Правда, для русских художников начало девяностых годов имело особенное значение.
В 1888 году открылась в Петербурге первая выставка французского искусства, а в 1889 году многие деятели русского искусства побывали на Всемирной выставке в Париже. Всемирной выставкой, разумеется, художественные впечатления не исчерпывались, импрессионисты становились все более знакомыми и все более овладевали воображением молодых, да и не очень молодых живописцев. Новые понятия о возможностях мысли и искусства, Эйфелева башня, столь возмущавшая умы, — все это расшатывало прежнее канонизированное мышление и прививало вкус к дерзкому эксперименту.
В России наступала пора, которую нынче охотно и часто называют Серебряным веком. Хотя на повороте столетий[350] искусство менялось стремительно, для большей части читателей и зрителей, для либеральной российской интеллигенции мессианская роль искусства по-прежнему оставалась приоритетной. Изменения художественного языка еще не занимали всеобщего внимания: каким бы новатором в области художественной формы ни был, например, Достоевский, книги его воспринимались прежде всего как нравственные явления.
На Западе смелые социальные идеи чаще всего реализовывались в новой художественной форме (Гойя, Делакруа, Курбе). В России же, как правило, — в более чем традиционной. Подвиг передвижников отчасти уже осознавался как саморазрушительный: уже говорилось, что проповедь вербальна и в искусстве изобразительном оборачивается косноязычным ригоризмом. Российская культура медленно и нерешительно освобождалась от абсолютной литературоцентричности.
Мысль творца опережала традиционные формы и традиционные жанры; под натиском новых страстей и идей рушились прежние художественные структуры. И за дымящимися их руинами лишь очень проницательный взгляд мог различить темную зарю искусства нового века.

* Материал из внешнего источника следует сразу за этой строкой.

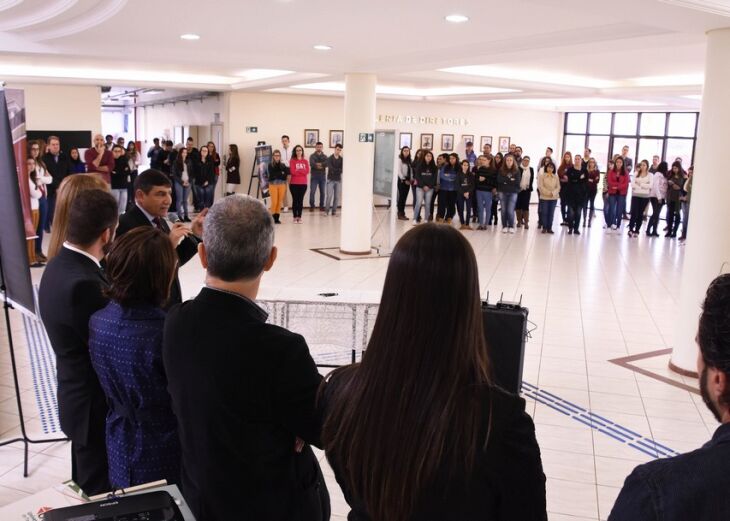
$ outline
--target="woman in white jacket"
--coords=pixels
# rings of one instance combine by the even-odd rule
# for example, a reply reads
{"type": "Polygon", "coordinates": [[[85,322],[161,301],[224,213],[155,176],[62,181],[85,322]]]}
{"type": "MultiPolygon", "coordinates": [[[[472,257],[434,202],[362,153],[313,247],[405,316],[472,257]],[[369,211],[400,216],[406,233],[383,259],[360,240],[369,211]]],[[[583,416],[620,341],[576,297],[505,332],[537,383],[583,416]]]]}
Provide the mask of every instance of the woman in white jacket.
{"type": "Polygon", "coordinates": [[[631,182],[631,220],[629,221],[629,237],[639,235],[641,224],[644,222],[644,210],[649,204],[651,195],[652,174],[649,172],[649,162],[644,159],[639,163],[639,169],[631,182]]]}

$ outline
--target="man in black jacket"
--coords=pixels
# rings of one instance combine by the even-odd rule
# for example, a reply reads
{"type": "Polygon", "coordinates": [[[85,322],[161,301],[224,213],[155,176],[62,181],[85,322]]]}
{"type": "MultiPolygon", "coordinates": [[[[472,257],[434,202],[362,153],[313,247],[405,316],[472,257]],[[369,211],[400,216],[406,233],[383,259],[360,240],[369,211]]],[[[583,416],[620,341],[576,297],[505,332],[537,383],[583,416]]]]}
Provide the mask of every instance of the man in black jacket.
{"type": "MultiPolygon", "coordinates": [[[[180,260],[178,266],[182,266],[198,252],[198,238],[203,235],[203,220],[207,211],[200,212],[189,229],[179,222],[170,228],[165,221],[170,204],[172,204],[170,179],[159,170],[145,170],[134,180],[134,208],[119,218],[117,237],[139,226],[155,226],[169,234],[180,260]]],[[[176,272],[168,306],[180,302],[182,302],[182,289],[176,272]]]]}
{"type": "Polygon", "coordinates": [[[46,220],[45,230],[50,233],[53,214],[56,210],[56,190],[61,186],[61,181],[73,173],[71,161],[61,151],[61,140],[57,136],[49,136],[48,152],[43,156],[43,162],[48,168],[48,173],[53,177],[53,183],[48,185],[48,219],[46,220]]]}
{"type": "Polygon", "coordinates": [[[58,371],[58,412],[71,439],[71,475],[89,495],[109,491],[107,405],[89,358],[89,318],[107,304],[100,261],[114,236],[117,203],[103,190],[71,204],[63,248],[46,267],[38,305],[58,371]]]}
{"type": "Polygon", "coordinates": [[[173,307],[162,356],[182,445],[182,492],[197,519],[323,521],[329,496],[306,443],[320,443],[321,377],[300,335],[256,305],[276,259],[264,205],[232,195],[206,217],[197,297],[173,307]]]}

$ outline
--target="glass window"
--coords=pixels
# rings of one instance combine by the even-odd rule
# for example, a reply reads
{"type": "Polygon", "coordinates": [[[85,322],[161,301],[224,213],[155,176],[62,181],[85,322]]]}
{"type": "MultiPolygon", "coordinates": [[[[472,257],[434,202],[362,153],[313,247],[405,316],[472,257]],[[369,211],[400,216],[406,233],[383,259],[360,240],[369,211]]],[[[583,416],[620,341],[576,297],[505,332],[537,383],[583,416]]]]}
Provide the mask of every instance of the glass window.
{"type": "MultiPolygon", "coordinates": [[[[610,134],[611,133],[611,113],[610,112],[593,112],[591,113],[591,124],[588,132],[591,134],[610,134]]],[[[608,150],[608,148],[607,148],[608,150]]]]}
{"type": "Polygon", "coordinates": [[[566,132],[568,134],[586,133],[586,126],[588,124],[588,114],[586,112],[569,112],[567,118],[566,132]]]}
{"type": "Polygon", "coordinates": [[[575,156],[576,154],[582,156],[585,147],[585,136],[565,136],[565,149],[563,150],[563,154],[565,154],[566,152],[570,152],[571,154],[573,154],[573,156],[575,156]]]}
{"type": "MultiPolygon", "coordinates": [[[[642,136],[663,136],[667,115],[663,112],[646,112],[641,115],[642,136]]],[[[661,155],[661,153],[659,154],[661,155]]]]}
{"type": "Polygon", "coordinates": [[[617,136],[635,136],[638,118],[636,112],[617,112],[613,120],[613,133],[617,136]]]}
{"type": "MultiPolygon", "coordinates": [[[[593,116],[591,115],[591,121],[593,116]]],[[[588,147],[591,149],[591,157],[598,163],[598,169],[601,172],[606,171],[608,164],[608,142],[611,138],[608,136],[589,136],[588,147]]]]}
{"type": "Polygon", "coordinates": [[[692,165],[692,146],[694,144],[693,139],[667,139],[667,157],[666,161],[669,166],[677,158],[682,160],[682,168],[687,168],[692,165]]]}
{"type": "Polygon", "coordinates": [[[659,160],[661,160],[663,146],[663,139],[641,138],[639,140],[639,161],[646,159],[651,165],[654,156],[659,156],[659,160]]]}
{"type": "Polygon", "coordinates": [[[697,115],[693,112],[674,112],[669,115],[670,136],[694,137],[697,115]]]}

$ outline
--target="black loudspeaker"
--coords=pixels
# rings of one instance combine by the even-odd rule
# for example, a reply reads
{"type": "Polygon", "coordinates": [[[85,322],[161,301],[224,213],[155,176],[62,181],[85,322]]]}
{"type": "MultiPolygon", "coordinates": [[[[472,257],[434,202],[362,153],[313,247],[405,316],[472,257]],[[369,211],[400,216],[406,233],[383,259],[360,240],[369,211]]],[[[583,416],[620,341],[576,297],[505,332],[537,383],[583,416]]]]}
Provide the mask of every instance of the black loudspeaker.
{"type": "Polygon", "coordinates": [[[519,304],[482,302],[484,337],[494,383],[515,394],[522,387],[528,312],[519,304]]]}

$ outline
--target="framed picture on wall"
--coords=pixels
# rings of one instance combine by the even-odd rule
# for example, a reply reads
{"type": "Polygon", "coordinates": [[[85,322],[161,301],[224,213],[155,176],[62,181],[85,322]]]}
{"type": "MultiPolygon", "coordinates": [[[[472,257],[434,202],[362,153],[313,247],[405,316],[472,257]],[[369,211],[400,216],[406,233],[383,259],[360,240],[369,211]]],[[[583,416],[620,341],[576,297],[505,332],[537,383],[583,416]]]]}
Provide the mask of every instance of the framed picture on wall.
{"type": "Polygon", "coordinates": [[[433,134],[421,134],[421,148],[428,150],[433,148],[433,134]]]}
{"type": "Polygon", "coordinates": [[[337,145],[341,145],[344,139],[344,130],[330,130],[330,148],[335,148],[337,145]]]}
{"type": "Polygon", "coordinates": [[[503,154],[509,152],[509,136],[499,136],[499,151],[503,154]]]}
{"type": "Polygon", "coordinates": [[[484,145],[492,146],[492,136],[482,136],[479,140],[479,150],[484,151],[484,145]]]}
{"type": "Polygon", "coordinates": [[[441,134],[441,150],[444,152],[454,151],[454,135],[453,134],[441,134]]]}
{"type": "Polygon", "coordinates": [[[304,129],[304,148],[314,148],[319,141],[319,129],[318,128],[305,128],[304,129]]]}

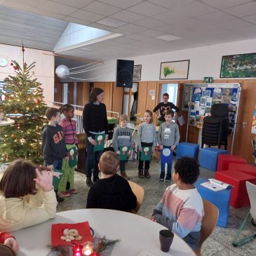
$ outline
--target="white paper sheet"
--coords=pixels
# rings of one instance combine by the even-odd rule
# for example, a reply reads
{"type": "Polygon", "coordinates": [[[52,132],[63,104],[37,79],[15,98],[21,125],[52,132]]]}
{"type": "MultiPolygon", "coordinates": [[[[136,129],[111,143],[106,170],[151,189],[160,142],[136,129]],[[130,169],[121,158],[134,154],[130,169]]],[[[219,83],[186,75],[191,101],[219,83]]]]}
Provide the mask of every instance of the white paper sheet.
{"type": "Polygon", "coordinates": [[[152,252],[147,252],[147,250],[142,250],[137,256],[157,256],[152,252]]]}
{"type": "Polygon", "coordinates": [[[184,124],[185,124],[185,119],[184,119],[183,116],[179,116],[177,119],[180,126],[182,126],[184,124]]]}

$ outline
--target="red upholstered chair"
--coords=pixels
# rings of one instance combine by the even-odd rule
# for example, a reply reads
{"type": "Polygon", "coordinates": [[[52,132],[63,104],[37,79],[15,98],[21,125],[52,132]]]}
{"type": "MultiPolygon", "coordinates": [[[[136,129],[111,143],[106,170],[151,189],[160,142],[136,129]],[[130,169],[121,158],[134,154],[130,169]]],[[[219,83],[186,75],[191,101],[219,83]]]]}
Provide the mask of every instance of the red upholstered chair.
{"type": "Polygon", "coordinates": [[[256,184],[256,176],[237,170],[216,172],[215,179],[232,185],[230,197],[230,206],[236,208],[250,206],[245,182],[256,184]]]}
{"type": "Polygon", "coordinates": [[[217,171],[229,170],[229,163],[236,163],[245,165],[246,160],[238,156],[220,154],[217,165],[217,171]]]}
{"type": "Polygon", "coordinates": [[[229,170],[243,172],[256,177],[256,166],[250,166],[248,164],[230,163],[229,170]]]}

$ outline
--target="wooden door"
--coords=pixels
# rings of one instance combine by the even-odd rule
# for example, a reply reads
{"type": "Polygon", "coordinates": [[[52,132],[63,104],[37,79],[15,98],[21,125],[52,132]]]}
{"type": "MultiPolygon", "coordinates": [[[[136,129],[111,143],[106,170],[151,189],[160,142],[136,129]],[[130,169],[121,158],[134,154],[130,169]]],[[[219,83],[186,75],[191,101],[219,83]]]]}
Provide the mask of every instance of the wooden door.
{"type": "Polygon", "coordinates": [[[256,80],[244,80],[242,85],[237,133],[235,136],[235,154],[249,163],[254,163],[252,140],[256,136],[251,133],[252,113],[256,105],[256,80]]]}
{"type": "Polygon", "coordinates": [[[112,111],[122,114],[123,88],[113,86],[112,111]]]}
{"type": "MultiPolygon", "coordinates": [[[[153,112],[153,109],[158,104],[158,88],[159,83],[157,82],[148,82],[147,83],[147,104],[146,109],[151,111],[153,112]],[[150,95],[150,93],[153,93],[154,90],[154,96],[150,95]]],[[[153,114],[153,123],[156,122],[156,115],[153,114]]]]}
{"type": "Polygon", "coordinates": [[[144,116],[146,110],[147,82],[139,82],[137,112],[144,116]]]}
{"type": "Polygon", "coordinates": [[[107,110],[112,110],[112,95],[113,95],[113,83],[104,83],[105,100],[104,103],[106,105],[107,110]]]}
{"type": "Polygon", "coordinates": [[[67,84],[67,103],[74,105],[74,83],[67,84]]]}
{"type": "Polygon", "coordinates": [[[62,102],[63,84],[62,83],[54,83],[54,101],[55,102],[62,102]]]}

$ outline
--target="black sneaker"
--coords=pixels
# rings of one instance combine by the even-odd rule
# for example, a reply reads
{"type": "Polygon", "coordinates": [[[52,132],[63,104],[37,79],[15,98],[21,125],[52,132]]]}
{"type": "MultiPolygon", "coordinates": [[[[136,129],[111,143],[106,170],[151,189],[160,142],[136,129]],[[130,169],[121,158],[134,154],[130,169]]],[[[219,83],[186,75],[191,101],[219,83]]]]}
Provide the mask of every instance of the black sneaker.
{"type": "Polygon", "coordinates": [[[97,180],[99,180],[99,176],[97,176],[97,177],[93,176],[93,182],[96,183],[97,180]]]}
{"type": "Polygon", "coordinates": [[[144,170],[144,176],[148,179],[150,178],[149,170],[147,169],[144,170]]]}
{"type": "Polygon", "coordinates": [[[93,183],[92,182],[92,179],[90,178],[90,177],[86,178],[86,184],[89,187],[93,187],[93,183]]]}
{"type": "Polygon", "coordinates": [[[60,196],[58,194],[58,192],[56,192],[55,191],[55,196],[56,196],[56,199],[57,199],[57,202],[63,202],[63,201],[64,201],[64,198],[63,198],[63,197],[61,197],[61,196],[60,196]]]}
{"type": "Polygon", "coordinates": [[[164,180],[164,176],[165,176],[166,173],[160,173],[160,177],[159,177],[159,180],[161,180],[161,182],[163,182],[164,180]]]}
{"type": "Polygon", "coordinates": [[[144,177],[144,175],[143,175],[143,169],[139,170],[137,176],[140,178],[143,178],[144,177]]]}

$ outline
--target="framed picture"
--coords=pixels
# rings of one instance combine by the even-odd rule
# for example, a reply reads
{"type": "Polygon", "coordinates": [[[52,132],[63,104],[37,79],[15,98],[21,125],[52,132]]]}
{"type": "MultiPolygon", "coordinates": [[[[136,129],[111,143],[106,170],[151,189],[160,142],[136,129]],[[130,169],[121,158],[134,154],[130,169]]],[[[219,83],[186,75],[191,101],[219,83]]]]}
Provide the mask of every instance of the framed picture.
{"type": "Polygon", "coordinates": [[[256,77],[256,53],[222,56],[220,77],[256,77]]]}
{"type": "Polygon", "coordinates": [[[189,60],[161,62],[160,80],[187,79],[189,60]]]}
{"type": "Polygon", "coordinates": [[[182,111],[189,111],[189,102],[190,102],[190,97],[192,90],[191,86],[184,86],[183,98],[182,98],[182,111]]]}
{"type": "Polygon", "coordinates": [[[142,65],[133,66],[133,81],[140,81],[142,75],[142,65]]]}

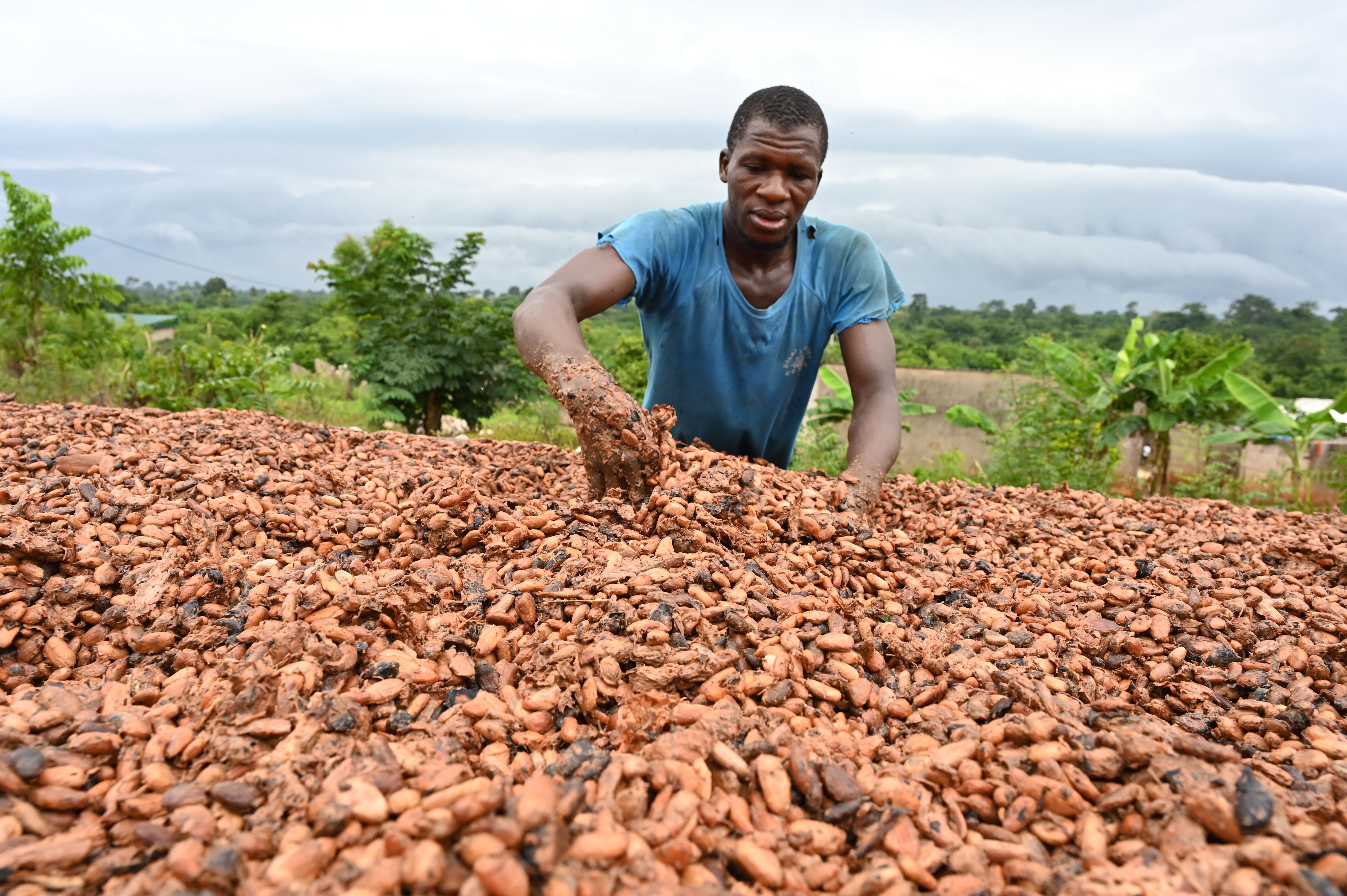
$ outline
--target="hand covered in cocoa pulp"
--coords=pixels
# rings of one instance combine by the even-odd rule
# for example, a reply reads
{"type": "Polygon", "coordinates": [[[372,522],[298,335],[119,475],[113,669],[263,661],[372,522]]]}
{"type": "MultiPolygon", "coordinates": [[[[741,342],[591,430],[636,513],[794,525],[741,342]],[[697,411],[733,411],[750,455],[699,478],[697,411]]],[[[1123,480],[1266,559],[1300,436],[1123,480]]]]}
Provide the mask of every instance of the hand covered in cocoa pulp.
{"type": "Polygon", "coordinates": [[[649,480],[660,473],[663,453],[674,450],[674,408],[660,404],[647,411],[593,360],[562,365],[548,385],[575,426],[590,497],[620,489],[630,501],[644,500],[649,480]]]}

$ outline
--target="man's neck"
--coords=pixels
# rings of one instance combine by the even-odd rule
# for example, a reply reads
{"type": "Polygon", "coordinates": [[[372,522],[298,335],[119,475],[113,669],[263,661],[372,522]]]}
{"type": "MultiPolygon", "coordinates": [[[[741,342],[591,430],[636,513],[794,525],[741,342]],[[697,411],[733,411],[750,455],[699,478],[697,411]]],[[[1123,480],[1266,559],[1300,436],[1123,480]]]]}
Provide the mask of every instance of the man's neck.
{"type": "Polygon", "coordinates": [[[781,265],[795,267],[795,230],[787,233],[780,243],[757,243],[748,238],[730,216],[729,203],[722,206],[721,230],[725,243],[725,256],[731,267],[750,271],[769,271],[781,265]]]}
{"type": "Polygon", "coordinates": [[[744,236],[730,214],[721,216],[725,260],[749,305],[766,310],[791,287],[795,276],[795,230],[780,244],[762,245],[744,236]]]}

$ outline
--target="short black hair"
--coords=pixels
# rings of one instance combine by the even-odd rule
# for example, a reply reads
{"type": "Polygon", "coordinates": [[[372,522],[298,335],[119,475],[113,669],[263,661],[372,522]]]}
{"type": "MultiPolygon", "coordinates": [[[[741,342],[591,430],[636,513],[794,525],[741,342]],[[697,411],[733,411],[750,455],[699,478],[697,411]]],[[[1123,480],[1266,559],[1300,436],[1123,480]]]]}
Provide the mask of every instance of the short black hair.
{"type": "Polygon", "coordinates": [[[750,93],[734,112],[730,132],[725,137],[725,148],[731,154],[753,119],[762,119],[787,131],[818,128],[822,140],[819,162],[823,162],[828,154],[828,123],[823,117],[823,109],[814,101],[814,97],[799,88],[780,85],[750,93]]]}

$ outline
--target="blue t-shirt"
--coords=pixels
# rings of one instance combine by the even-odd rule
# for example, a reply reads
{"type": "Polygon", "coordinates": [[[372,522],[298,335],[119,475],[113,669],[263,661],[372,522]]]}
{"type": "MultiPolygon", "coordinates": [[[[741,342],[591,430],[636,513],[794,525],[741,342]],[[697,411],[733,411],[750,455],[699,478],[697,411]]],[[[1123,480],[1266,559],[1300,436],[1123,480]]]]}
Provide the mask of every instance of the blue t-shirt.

Тогда все это воспринималось не столько как начало, сколько как упадок, «декаденщина», глумление над привычным пониманием прекрасного. И импрессионизм в глазах традиционного зрителя тоже таил в себе опасность низвержения основ.
Культура той поры отмечена надменным и утонченным страданием. В салонах эта продуманная печаль разменивалась на мелочную и претенциозную изысканность, создав свое искусство, свою литературу, — несколько приторный, но, безусловно, любопытный фон, на котором выделялись масштабные фигуры, тоже отчасти затронутые этой всепроникающей тревогой, но воспринятой уже не как лакомство, а как историческая драма. В ту пору даже высокое искусство едва ли избежало налета салонности, зато и уровень фонового искусства был относительно высок. Этюдность у классиков импрессионизма была мнимой, за внешней импровизационностью существовала композиционная логика, а главное, любая картина Моне или Ренуара, написанная пусть мгновенно и совершенно alla prima, никак не предполагала дальнейшего развития в некую более завершенную художественную структуру. Она была решительно самодостаточна.